-Wiesz, że ją w ten sposób ranisz? - zapytał Jasper
-To ty ją ranisz!- krzyczałam
Unieśliśmy się w powietrze. Jak byliśmy nad morzem zaczęliśmy się gryźć. Jasper był silniejszy i zranił mi łapę.Wtedy wpadłam na genialny pomysł. Przywołałam wiatr i nim zdmuchnęłam Jaspera. Powoli leciał na dół tracąc kontrolę. Co ja robię?!! Nie powinnam! Zaczęłam pędzić za Jasperem. Całe szczęście , udało mi się go dogonić. Złapałam go i przeprosiłam. Następnie pobiegłam przeprosić za moje zachowanie Aiszę i dowiedzieć się co ją gnębiło. Pobiegłam za jej tropem, aż doszłam do wody. Pewnie się kąpie.

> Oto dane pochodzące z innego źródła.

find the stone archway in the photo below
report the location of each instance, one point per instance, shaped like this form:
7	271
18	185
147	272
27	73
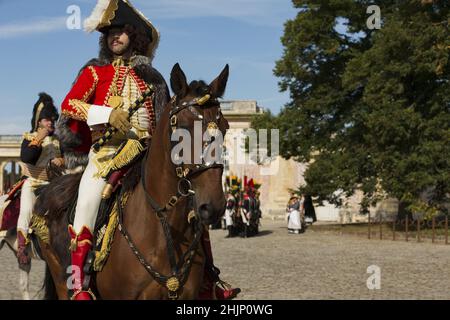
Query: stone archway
10	153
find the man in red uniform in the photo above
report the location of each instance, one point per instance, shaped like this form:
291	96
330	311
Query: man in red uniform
101	96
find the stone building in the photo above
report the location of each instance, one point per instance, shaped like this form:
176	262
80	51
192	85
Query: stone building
288	174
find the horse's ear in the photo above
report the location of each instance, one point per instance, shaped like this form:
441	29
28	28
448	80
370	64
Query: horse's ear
178	81
219	85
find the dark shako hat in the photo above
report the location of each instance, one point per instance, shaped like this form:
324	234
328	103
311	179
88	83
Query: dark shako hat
44	108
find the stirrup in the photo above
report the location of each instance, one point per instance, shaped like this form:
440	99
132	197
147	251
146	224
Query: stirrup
225	287
88	291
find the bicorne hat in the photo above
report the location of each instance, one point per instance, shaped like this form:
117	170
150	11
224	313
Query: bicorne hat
118	13
44	108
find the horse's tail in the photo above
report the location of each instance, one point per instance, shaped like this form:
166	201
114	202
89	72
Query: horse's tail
49	285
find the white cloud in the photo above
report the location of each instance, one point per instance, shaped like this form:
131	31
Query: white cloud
25	28
15	128
266	12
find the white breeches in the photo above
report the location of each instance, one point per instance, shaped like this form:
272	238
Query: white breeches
89	198
27	201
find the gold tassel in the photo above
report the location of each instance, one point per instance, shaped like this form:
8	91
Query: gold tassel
102	255
40	229
126	155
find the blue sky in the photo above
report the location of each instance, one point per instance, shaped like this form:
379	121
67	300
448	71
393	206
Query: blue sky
38	52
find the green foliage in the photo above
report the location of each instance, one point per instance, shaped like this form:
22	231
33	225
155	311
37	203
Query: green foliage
369	109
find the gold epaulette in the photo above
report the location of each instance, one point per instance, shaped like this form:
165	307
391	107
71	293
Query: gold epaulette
29	136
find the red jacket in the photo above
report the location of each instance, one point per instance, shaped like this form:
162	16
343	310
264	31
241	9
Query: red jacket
94	87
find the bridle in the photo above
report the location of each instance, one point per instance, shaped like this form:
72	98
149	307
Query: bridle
179	274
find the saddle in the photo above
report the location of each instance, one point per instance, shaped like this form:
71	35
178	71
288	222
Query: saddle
120	182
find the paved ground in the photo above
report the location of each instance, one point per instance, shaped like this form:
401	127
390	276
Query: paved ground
313	265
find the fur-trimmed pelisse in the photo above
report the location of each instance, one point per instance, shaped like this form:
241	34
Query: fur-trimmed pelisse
143	68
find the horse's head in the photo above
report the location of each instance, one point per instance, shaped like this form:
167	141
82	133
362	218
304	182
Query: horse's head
195	114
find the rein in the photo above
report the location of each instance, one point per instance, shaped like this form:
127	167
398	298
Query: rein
179	274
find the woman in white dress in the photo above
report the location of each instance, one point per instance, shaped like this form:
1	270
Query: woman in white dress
293	215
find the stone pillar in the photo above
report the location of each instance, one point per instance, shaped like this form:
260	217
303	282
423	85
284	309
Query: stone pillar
13	173
2	182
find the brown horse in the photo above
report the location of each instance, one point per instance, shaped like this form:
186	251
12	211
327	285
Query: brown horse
154	253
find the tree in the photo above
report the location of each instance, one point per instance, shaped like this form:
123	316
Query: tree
369	109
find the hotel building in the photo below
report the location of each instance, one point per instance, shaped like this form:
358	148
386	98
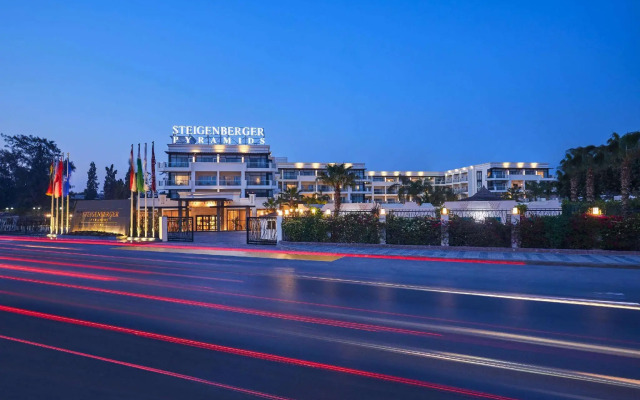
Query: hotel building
221	178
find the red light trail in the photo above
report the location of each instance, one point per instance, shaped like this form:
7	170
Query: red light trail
292	252
125	270
255	354
59	273
148	369
241	310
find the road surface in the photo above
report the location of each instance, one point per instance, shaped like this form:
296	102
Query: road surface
85	320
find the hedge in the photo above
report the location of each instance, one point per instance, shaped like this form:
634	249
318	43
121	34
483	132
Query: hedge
419	230
488	233
347	228
581	231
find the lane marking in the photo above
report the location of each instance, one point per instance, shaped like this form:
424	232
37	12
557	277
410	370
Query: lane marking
255	354
148	369
545	299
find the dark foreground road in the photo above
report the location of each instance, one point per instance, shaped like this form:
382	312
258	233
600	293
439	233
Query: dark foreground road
98	321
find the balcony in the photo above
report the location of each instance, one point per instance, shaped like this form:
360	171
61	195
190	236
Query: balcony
230	182
174	164
173	182
498	188
259	182
206	182
259	164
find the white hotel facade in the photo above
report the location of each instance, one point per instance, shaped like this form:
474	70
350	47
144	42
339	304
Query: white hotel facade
220	179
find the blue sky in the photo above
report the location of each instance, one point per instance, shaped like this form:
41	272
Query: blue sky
414	85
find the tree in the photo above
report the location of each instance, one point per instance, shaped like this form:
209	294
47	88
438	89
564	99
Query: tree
291	197
91	192
412	189
534	190
513	193
316	198
338	176
439	195
271	205
24	170
109	188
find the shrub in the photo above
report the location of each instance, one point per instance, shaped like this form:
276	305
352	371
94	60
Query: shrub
489	233
418	230
346	228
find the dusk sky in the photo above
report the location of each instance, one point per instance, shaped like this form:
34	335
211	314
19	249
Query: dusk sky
412	85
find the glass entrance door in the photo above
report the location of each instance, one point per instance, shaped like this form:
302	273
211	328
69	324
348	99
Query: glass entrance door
206	223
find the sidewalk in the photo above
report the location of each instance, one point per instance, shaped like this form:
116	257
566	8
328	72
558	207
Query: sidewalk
581	258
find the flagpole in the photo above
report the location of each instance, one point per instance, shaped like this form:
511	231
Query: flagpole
153	188
131	181
51	230
68	192
146	213
139	198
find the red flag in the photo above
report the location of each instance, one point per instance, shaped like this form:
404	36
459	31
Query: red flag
132	173
153	168
50	188
57	183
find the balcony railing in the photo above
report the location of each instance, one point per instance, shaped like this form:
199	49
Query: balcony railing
260	182
174	164
206	182
230	182
173	182
259	164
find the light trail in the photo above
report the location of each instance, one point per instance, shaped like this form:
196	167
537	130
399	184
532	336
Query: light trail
241	310
148	369
544	299
125	270
58	273
254	354
493	363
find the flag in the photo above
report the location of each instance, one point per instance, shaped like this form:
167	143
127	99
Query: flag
139	176
132	173
67	181
153	168
57	182
51	175
146	175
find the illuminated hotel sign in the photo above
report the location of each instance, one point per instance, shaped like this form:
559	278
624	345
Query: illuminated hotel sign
198	134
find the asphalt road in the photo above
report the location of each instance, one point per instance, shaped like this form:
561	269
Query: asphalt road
99	321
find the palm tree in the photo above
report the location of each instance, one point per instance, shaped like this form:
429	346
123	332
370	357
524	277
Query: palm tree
271	205
412	189
513	193
316	198
339	176
534	190
438	196
624	151
291	197
570	167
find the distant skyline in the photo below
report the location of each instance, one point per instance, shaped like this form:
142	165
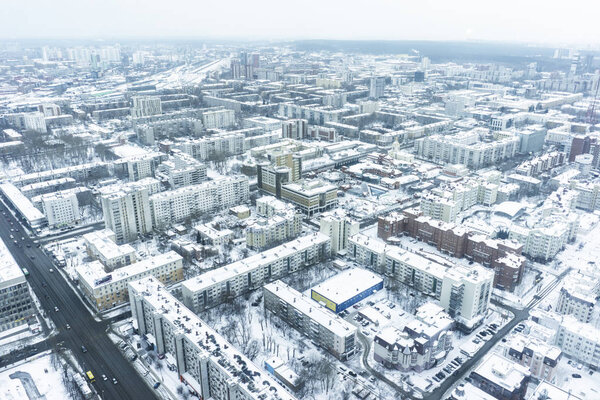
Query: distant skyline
556	23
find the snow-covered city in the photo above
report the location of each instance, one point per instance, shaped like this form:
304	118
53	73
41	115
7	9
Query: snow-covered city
274	220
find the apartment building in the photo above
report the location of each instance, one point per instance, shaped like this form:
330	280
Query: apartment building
275	222
212	367
17	304
182	170
322	326
144	106
339	227
422	343
213	287
127	212
101	245
107	290
61	208
180	204
475	149
541	358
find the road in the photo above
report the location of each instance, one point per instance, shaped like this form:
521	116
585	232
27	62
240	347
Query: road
102	356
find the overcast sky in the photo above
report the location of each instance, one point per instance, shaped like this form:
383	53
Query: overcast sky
540	21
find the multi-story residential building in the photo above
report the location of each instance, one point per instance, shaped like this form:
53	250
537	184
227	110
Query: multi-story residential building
102	246
220	145
339	227
34	121
420	344
463	292
212	367
213	287
577	297
180	204
275	222
61	208
216	119
322	326
17	305
473	149
127	212
294	129
144	106
440	208
541	358
107	290
182	170
311	197
504	256
502	378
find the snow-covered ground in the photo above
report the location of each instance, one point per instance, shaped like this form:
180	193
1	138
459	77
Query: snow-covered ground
39	378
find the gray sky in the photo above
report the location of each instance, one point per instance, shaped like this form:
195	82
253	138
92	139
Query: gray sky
549	21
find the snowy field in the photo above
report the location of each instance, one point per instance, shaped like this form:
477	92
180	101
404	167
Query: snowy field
37	379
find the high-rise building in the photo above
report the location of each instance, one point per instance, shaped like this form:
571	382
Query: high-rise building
339	227
376	87
127	212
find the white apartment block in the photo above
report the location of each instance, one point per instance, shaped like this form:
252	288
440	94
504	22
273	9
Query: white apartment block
183	170
463	292
177	205
213	287
127	212
439	208
107	290
218	119
102	246
61	208
473	148
310	318
368	251
339	227
144	106
206	148
541	358
17	305
275	222
211	366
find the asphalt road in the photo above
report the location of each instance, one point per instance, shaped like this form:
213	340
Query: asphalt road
102	356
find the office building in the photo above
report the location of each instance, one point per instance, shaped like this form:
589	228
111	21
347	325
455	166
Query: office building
215	286
209	365
105	290
311	319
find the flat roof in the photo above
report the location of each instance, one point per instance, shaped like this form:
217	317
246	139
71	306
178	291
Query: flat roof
347	284
22	203
209	341
10	272
246	265
309	307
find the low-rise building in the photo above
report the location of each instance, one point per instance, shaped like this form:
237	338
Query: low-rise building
212	367
311	319
107	290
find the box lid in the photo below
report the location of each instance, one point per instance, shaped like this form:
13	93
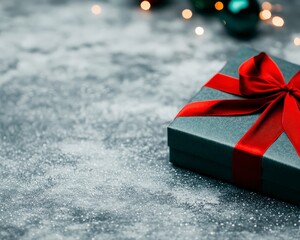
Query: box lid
213	138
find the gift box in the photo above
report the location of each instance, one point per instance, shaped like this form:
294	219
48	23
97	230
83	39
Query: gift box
243	126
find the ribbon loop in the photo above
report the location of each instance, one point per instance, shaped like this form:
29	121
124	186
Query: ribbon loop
256	79
262	85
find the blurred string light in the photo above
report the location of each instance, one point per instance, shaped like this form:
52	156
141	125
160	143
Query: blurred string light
277	21
145	5
266	6
199	31
297	41
187	14
265	14
96	9
219	5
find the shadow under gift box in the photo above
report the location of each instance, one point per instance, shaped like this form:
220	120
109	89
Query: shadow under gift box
205	144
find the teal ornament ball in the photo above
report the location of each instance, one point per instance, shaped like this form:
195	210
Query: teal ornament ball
204	5
240	17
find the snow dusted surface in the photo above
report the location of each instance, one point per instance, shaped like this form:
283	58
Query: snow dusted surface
84	105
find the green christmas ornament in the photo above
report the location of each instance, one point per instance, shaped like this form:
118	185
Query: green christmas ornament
240	17
204	5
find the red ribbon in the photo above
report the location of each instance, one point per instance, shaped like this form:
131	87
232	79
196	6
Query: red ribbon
262	86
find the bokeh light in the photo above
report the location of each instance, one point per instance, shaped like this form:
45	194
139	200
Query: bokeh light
277	21
145	5
265	15
187	13
219	6
266	6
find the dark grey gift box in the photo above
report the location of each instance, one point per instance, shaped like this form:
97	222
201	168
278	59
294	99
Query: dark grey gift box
205	144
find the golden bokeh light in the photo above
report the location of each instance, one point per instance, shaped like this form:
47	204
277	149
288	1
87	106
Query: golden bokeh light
265	15
96	9
277	21
145	5
187	14
297	41
219	6
266	6
199	31
277	7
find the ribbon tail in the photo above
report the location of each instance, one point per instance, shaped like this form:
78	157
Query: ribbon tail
225	83
228	107
248	152
291	121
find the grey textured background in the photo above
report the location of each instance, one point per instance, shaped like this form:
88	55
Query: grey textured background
84	105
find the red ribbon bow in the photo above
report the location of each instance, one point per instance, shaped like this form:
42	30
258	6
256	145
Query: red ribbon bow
262	86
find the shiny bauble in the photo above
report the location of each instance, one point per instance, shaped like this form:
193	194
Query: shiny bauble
240	17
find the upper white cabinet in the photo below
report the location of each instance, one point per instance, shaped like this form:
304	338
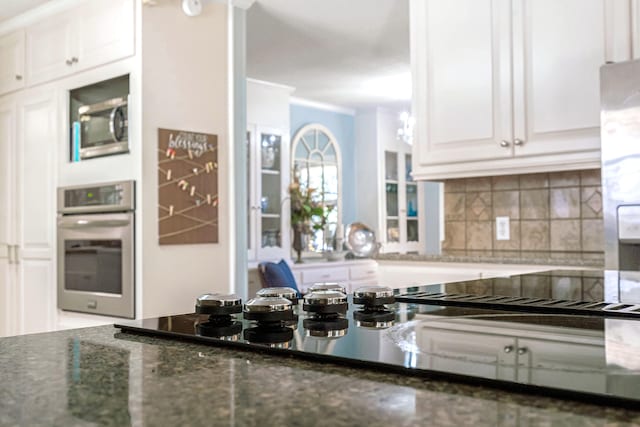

Weszłam do wody i zanurkowałam. Zobaczyłam Aiszę, Angel i kobietę człowieka. Przypomniał mi się wtedy sen, który to przepowiedział. Wezwałam wiatr, który przywołał prąd we wodzie. Liczyłam na to, że prąd zniesie do mnie Aiszę i resztę. Ale ludzka bogini była szybsza i zdążyła uciec wraz z wilkami.